Viewing Options:  View Full Article - PDF     Download Full Article - PDF

Economics of Bio-based Fertilizers in Promoting Organic Farming in Northwestern Nigeria

Y. J.Alhassan1,A.Umar2, D.Epenu3,M.S Utono4and A.B.Yusuf5




Accepted 23rd  March. 2021.


This paper assessed the role of bio-based fertilizers in promoting organic farming in Northwestern Nigeria Agriculture is the main source of soil degradation processes. Therefore, soil improvement is an important task. The possibilities for using composted either municipal waste or residues from biogas production for soil improvement is inevitable. The advantages and disadvantages should  be analyzed and discussed. The composition, production techniques, usefulness and constraints of bio-based fertilizers were analyzed. At present these options are not yet feasible in the North because of the high prices of anaerobic digestion plant and the insufficient quantities of plant residues and animal manure. Advantages of waste processing are multiple as it produces compost of organic origin and can be used as a soil improver to recover nutrients and improve structure.

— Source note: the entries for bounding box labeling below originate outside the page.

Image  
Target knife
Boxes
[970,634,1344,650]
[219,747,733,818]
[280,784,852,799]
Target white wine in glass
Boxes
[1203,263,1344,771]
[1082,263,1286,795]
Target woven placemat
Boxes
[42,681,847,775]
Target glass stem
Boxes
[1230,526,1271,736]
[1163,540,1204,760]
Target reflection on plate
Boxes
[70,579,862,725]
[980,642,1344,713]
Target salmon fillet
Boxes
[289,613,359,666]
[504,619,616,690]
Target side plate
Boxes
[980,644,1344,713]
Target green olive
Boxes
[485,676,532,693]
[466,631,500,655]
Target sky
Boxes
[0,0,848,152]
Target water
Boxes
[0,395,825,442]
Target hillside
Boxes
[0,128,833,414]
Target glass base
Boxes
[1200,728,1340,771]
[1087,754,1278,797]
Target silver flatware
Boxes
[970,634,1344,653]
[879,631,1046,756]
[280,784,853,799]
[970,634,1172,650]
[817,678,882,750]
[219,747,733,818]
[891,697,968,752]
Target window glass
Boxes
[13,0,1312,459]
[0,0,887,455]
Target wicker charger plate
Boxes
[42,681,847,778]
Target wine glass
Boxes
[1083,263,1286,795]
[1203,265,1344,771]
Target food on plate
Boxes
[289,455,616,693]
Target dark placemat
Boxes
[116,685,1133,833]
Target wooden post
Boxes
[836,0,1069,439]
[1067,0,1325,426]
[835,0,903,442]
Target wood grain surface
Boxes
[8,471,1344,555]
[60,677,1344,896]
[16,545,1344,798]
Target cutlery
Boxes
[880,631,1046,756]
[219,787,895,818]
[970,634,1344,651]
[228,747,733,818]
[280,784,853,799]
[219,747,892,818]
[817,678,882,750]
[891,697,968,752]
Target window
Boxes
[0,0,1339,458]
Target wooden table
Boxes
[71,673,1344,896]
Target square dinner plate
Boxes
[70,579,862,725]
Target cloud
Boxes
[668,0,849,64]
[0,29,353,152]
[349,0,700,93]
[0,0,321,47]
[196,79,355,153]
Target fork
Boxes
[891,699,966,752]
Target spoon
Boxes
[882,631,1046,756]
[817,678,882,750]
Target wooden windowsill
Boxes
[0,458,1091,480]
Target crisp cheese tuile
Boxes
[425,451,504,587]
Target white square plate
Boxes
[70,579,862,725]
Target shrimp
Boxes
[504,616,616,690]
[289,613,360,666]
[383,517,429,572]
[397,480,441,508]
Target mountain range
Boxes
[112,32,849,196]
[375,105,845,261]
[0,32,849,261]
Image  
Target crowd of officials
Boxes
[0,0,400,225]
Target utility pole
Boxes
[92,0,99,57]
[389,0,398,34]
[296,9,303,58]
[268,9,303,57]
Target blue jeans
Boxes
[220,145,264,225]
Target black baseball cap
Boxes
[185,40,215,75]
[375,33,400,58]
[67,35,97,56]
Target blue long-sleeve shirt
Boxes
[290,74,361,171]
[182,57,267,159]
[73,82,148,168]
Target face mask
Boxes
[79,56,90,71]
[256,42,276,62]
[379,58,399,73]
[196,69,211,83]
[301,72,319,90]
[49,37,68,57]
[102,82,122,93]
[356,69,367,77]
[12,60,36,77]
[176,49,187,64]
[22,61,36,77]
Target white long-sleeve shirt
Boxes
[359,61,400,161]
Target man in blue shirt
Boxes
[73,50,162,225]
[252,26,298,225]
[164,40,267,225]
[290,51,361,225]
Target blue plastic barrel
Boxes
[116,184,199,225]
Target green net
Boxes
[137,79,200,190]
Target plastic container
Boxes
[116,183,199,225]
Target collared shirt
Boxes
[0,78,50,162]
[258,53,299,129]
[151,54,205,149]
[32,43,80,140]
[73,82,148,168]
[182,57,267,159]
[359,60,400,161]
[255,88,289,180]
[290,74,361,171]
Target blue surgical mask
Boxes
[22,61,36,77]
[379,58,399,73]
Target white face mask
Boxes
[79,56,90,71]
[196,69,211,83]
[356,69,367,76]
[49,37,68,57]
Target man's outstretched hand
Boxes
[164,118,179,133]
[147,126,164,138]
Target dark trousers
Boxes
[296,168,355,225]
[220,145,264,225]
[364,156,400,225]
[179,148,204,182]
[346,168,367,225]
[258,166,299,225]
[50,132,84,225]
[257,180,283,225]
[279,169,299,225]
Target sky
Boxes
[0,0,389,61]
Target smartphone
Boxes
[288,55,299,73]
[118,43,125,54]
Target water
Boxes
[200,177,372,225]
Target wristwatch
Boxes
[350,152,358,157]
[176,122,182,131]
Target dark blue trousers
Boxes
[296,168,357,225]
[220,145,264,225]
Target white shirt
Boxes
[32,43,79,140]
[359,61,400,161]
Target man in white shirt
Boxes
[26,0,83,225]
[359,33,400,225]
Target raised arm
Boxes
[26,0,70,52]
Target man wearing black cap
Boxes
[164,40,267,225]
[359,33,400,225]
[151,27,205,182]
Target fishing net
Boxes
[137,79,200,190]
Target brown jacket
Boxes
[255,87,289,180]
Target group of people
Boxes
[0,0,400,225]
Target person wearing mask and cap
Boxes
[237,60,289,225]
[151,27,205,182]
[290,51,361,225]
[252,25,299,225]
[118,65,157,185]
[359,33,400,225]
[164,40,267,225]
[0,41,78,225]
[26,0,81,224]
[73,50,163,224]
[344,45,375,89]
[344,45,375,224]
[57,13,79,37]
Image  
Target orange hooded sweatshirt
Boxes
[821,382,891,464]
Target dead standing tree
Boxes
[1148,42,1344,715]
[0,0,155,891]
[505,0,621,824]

The findings showed that Organic fertilizers increases the growth, yield and quality of crops as  well as soil properties through extension education. Production and use of organic based fertilizers help to convert wastes which would otherwise become a nuisance to the environment to environmentally friendly and agriculturally useful materials. The use of extension workers to enlighten farmers on how best to handle organic based fertilizers contributes immensely in improving crop production in tropical environment. The research work was done using different materials such as neem seeds, calcium carbonate, bone mill, blood mill, rice husk and potash. The production of the fertilizer was done by mixing the materials and taken to the hammer mill for milling. Finally, the milled fertilizer was taken to the granulator for granulation and later dried off and packaged. The chemical analysis of the finished product was carried out by different methods; Nitrogen (N) was analyzed by kjelahl method, Phosphorus (P) by brary & kurtz no.1 method, potassium (k) flame photometric method and organic carbon (c) by walkeley-black method. The result of the analysis showed that Nitrogen (N) 0.672%, Phosphorous (P) 5.17 mg/kg, Potassium (K)

11.50 mg/kg, and Organic Carbon (C) 3.890.


Keywords: Assessment, Role, organic farming, Bio-Based Fertilizer, Northwest Nigeria.